Urgent! Free Straw for ‘Backyard Dogs’ in Roanoke Rapids as Temps Plummet Well Below Freezing

City Hosts PETA Billboard Urging Owners to Take Animals Indoors as PETA Offers Helping Hand to Penned Dogs Left Outside Against All Advice

For Immediate Release:
February 9, 2016

Contact:
David Perle 202-483-7382

Roanoke Rapids, N.C.

Roanoke Rapids, N.C. — As temperatures plummet well below freezing in Roanoke Rapids—leaving many unlucky dogs confined to backyard pens without adequate protection from the cold—PETA is descending on  with a massive stock of straw bedding, to be given away free to local residents from noon until 3 p.m. on Thursday. Residents may also call PETA’s Community Animal Project toll-free at 1-800-566-9768 to make arrangements for delivery if they are unable to go to the giveaway.

While animal-protection agencies are warning everyone to take dogs and other small animals indoors to protect them and prevent their bone-chilling pain, reports of freezing dogs and last-minute calls for help have prompted the straw giveaways. No dog or other animal left outside for long is safe when a bitter cold snap hits. In fact, such weather often proves deadly.

Where:           Tractor Supply Company, 1350 Julian Allsbrook Hwy., Roanoke Rapids

When:             Thursday, February 11, noon to 3 p.m.

PETA has already posted billboards in and around the city featuring a shivering chained dog next to the words “Cold? Please, Take Your Dog Inside” to remind residentsthat dogs are miserable, suffer, and even die in cold weather.

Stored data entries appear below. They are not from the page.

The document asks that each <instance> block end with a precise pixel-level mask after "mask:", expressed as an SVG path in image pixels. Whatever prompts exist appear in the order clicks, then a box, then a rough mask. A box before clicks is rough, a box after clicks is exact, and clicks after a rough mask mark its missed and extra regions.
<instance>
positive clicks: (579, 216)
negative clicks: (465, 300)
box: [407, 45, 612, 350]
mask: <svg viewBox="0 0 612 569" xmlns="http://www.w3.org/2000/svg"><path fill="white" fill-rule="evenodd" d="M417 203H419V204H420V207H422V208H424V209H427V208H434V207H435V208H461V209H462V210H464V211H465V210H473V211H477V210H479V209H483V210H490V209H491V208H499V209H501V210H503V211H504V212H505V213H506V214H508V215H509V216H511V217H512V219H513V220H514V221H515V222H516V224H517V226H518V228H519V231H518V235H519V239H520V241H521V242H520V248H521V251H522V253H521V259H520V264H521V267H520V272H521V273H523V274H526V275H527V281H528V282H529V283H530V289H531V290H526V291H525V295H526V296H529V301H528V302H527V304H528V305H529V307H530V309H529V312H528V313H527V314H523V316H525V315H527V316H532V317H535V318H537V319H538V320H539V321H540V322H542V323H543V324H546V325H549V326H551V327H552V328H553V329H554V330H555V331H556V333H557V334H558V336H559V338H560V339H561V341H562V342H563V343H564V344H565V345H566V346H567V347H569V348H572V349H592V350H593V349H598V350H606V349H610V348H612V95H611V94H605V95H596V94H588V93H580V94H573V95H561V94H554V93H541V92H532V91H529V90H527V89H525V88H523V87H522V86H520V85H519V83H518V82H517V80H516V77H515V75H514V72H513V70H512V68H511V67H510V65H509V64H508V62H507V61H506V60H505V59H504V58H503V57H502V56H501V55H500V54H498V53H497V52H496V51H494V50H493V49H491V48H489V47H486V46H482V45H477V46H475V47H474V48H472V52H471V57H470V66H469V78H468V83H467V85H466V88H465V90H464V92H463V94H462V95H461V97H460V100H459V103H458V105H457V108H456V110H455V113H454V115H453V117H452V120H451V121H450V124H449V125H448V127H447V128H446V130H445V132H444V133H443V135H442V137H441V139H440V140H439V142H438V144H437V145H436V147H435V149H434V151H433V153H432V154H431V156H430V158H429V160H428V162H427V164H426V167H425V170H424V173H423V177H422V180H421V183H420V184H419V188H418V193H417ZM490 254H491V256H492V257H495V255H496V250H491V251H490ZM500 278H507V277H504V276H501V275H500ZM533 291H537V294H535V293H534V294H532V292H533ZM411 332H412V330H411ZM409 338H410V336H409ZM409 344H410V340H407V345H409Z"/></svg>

“Every dog deserves to be part of a family, but the least that can be done is to take animals indoors during weather extremes,” says PETA Senior Vice President Daphna Nachminovitch. “Meanwhile, PETA is offering a small—yet potentially lifesaving—measure of help during frigid winter days and nights.”

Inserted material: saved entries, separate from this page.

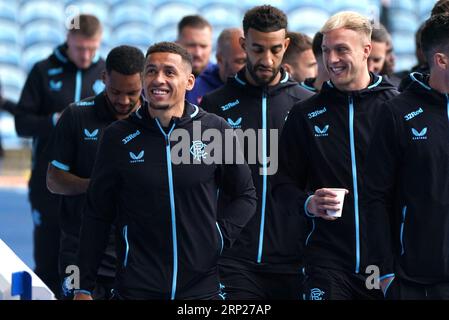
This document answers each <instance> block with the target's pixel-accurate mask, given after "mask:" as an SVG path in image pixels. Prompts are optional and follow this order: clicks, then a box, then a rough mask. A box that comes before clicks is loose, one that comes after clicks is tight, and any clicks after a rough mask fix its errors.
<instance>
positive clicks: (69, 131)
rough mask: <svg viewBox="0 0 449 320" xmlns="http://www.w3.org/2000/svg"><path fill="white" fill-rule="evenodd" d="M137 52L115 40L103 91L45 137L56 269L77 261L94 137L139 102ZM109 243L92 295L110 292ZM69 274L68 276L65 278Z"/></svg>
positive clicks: (64, 278) (138, 59) (67, 112)
mask: <svg viewBox="0 0 449 320" xmlns="http://www.w3.org/2000/svg"><path fill="white" fill-rule="evenodd" d="M143 65H144V56H143V53H142V52H141V51H140V50H139V49H137V48H134V47H130V46H119V47H116V48H114V49H112V50H111V52H110V53H109V54H108V56H107V58H106V70H105V71H104V72H103V81H104V84H105V90H104V92H102V93H100V94H99V95H97V96H95V97H90V98H86V99H84V100H81V101H80V102H78V103H74V104H73V105H71V106H69V107H68V108H67V109H65V110H64V112H63V114H62V116H61V118H60V119H59V121H58V124H57V126H56V128H55V131H54V133H53V135H52V138H51V140H50V144H49V148H50V150H51V151H50V154H51V159H52V161H51V164H49V166H48V171H47V186H48V189H49V190H50V191H51V192H52V193H54V194H59V195H62V196H63V197H62V199H61V202H60V206H59V221H60V223H61V245H60V252H59V273H60V275H61V278H62V279H65V278H66V277H67V276H69V274H66V268H67V267H68V266H70V265H77V260H76V253H77V250H78V245H79V232H80V227H81V219H82V217H81V212H82V209H83V206H84V204H85V198H86V190H87V186H88V183H89V181H90V179H89V177H90V175H91V172H92V167H93V165H94V160H95V155H96V152H97V145H98V141H99V140H100V138H101V136H102V135H103V131H104V129H105V128H106V127H107V126H108V125H110V124H111V123H112V122H114V121H116V120H119V119H124V118H127V117H128V115H129V114H130V113H131V112H133V111H135V110H136V109H137V107H138V106H140V104H141V99H140V96H141V91H142V72H143ZM115 260H116V258H115V248H114V242H113V238H112V237H111V240H110V245H109V247H108V248H107V250H106V251H105V253H104V255H103V259H102V262H101V267H100V269H99V271H98V281H97V286H96V290H95V298H97V299H102V298H108V297H109V296H110V289H111V288H112V284H113V281H114V277H115V262H116V261H115ZM67 279H69V278H67ZM68 282H70V281H64V280H63V285H62V289H63V292H62V294H63V296H64V297H65V298H68V299H70V298H72V295H73V290H71V284H70V283H68Z"/></svg>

PETA—whose motto reads, in part, that “animals are not ours to abuse in any way”—notes that dogs who are chained outdoors spend their entire lives eating, sleeping, and eliminating in the same few square feet of space. PETA’s fieldworkers have come to the rescue of many “backyard dogs” in North Carolina, including Blackie, who had only a garbage can for shelter before fieldworkers delivered a sturdy doghouse in time for cold weather. Nero was found in a muddy pit with a heavy chain wrapped around his neck, and he was readily surrendered when fieldworkers spoke to his owner. He found love in a foster home and will soon be up for adoption. Chips—whose old doghouse had numerous holes in it—received a brand-new shelter and was also spayed by PETA.